La réponse doit être nuancée. En termes d’emplois, il y a un impact positif indéniable. Mais le modèle économique de ce type d’entreprise pose question, car les chauffeurs qui travaillent pour elle doivent accepter de nombreuses concessions. Ces derniers sont très souvent des autoentrepreneurs, qui ont besoin de travailler énormément pour boucler leurs fins de mois et rembourser les crédits contractés. Certes, c’est aussi la réalité de nombreux salariés. Mais avec Uber, les chauffeurs cotisent très peu pour leur protection sociale et leur retraite. Cette situation risque de créer une nouvelle population de travailleurs à la fois pauvres et mal couverts. Et qui dans un avenir proche sera peut-être amenée à disparaître. Le patron d’Uber ne répète-t-il pas que son objectif est d’avoir que des voitures autonomes, donc sans conducteur ?

Uber défend son modèle en disant que « c’est mieux que rien pour ces jeunes » qui n’ont pas beaucoup d’autres opportunités professionnelles…

A court terme, il assure, en effet, une forme de cohésion sociale puisqu’il répond à une situation de chômage de masse et génère de l’activité économique. Mais, à moyen et long terme, avec ces nouveaux modèles économiques, je m’interroge sur le financement de notre système de protection sociale. Si je suis totalement pro-entreprise, il faut que le cadre soit bien défini et permette de maintenir notre modèle social.

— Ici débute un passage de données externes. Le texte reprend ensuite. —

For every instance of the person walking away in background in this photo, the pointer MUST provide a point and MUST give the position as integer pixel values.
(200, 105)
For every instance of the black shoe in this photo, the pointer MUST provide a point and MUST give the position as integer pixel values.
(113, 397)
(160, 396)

Peut-on définir un profil type des chauffeurs travaillant avec Uber ?

Ce sont en majorité des hommes, entre 20 et 30 ans, peu diplômés et habitant des quartiers populaires. Leur niveau de formation ne leur permet pas, ou peu, de faire autre chose. En France, l’accès à l’emploi est difficile : il faut disposer d’un capital culturel et économique suffisant. Or, il est très aisé d’intégrer Uber. Une fois entrés, ces jeunes se sentent valorisés. Ils ont un métier. Quand ils roulent dans une belle voiture, bien habillés, ils se disent : oui je suis important.

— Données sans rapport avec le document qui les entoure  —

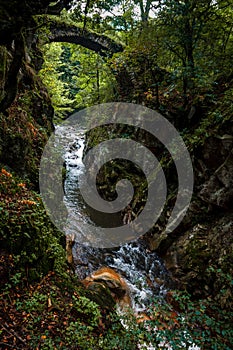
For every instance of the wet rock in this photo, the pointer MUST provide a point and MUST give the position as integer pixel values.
(219, 189)
(202, 259)
(109, 278)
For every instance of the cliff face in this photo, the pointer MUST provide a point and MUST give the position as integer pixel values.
(25, 108)
(199, 251)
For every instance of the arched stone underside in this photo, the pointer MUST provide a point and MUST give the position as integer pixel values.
(101, 44)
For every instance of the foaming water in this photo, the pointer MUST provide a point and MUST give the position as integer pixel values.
(142, 269)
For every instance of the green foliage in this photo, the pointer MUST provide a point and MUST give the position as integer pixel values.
(52, 78)
(26, 231)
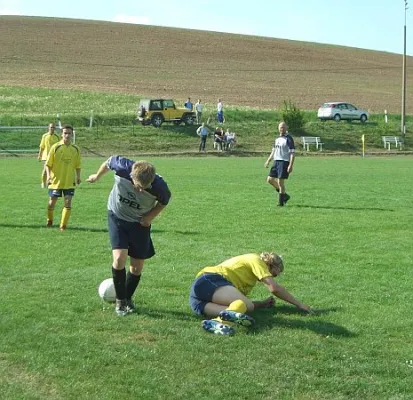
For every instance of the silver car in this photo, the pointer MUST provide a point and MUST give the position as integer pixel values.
(338, 110)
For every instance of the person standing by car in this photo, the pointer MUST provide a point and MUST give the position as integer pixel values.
(202, 132)
(188, 104)
(199, 107)
(220, 111)
(283, 154)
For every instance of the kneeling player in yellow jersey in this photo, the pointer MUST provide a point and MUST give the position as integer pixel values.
(63, 173)
(219, 293)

Ces jeunes ne risquent-ils pas alors de tomber de haut si leur aventure entrepreneuriale échoue ?

Le département de la Seine-Saint-Denis connaît une croissance importante du nombre de bénéficiaires du revenu de solidarité active (+ 10 000 entre 2013 et 2015). Beaucoup sont des anciens autoentrepreneurs, notamment d’anciens chauffeurs de VTC. Si Uber décide à nouveau d’augmenter ses commissions, comment ces personnes vont-elles payer les crédits contractés pour lancer leur entreprise, se former, acheter ou louer une voiture ? C’est un vrai problème.

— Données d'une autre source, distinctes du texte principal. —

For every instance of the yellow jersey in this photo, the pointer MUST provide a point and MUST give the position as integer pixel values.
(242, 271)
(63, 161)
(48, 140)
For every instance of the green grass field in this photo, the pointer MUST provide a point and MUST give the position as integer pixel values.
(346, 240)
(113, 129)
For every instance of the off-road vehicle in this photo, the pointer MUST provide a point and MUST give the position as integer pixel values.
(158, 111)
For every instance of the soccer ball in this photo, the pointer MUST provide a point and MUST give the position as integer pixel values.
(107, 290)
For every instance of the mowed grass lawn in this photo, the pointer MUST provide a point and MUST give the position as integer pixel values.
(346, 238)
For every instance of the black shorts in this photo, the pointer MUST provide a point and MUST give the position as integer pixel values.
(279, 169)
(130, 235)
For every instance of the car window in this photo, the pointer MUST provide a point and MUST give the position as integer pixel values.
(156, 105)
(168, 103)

Par ailleurs, s’il existe en France la volonté d’encourager la création de start-up dans les quartiers, cela doit s’inscrire dans une stratégie globale. Il faut se doter des moyens nécessaires pour donner réellement la chance aux jeunes. On s’aperçoit, en effet, que les entreprises qui perdurent plus de trois ans sont celles qui sont dirigées par des personnes diplômées, par des insiders du marché du travail. Les autres, non diplômés, sont aussi incités à créer leur business pour éviter le chômage. Mais ils n’ont pas le savoir-faire nécessaire. Après leur brève aventure, ils reviennent donc dans le système social sans ressources. Le risque de désillusion est réel.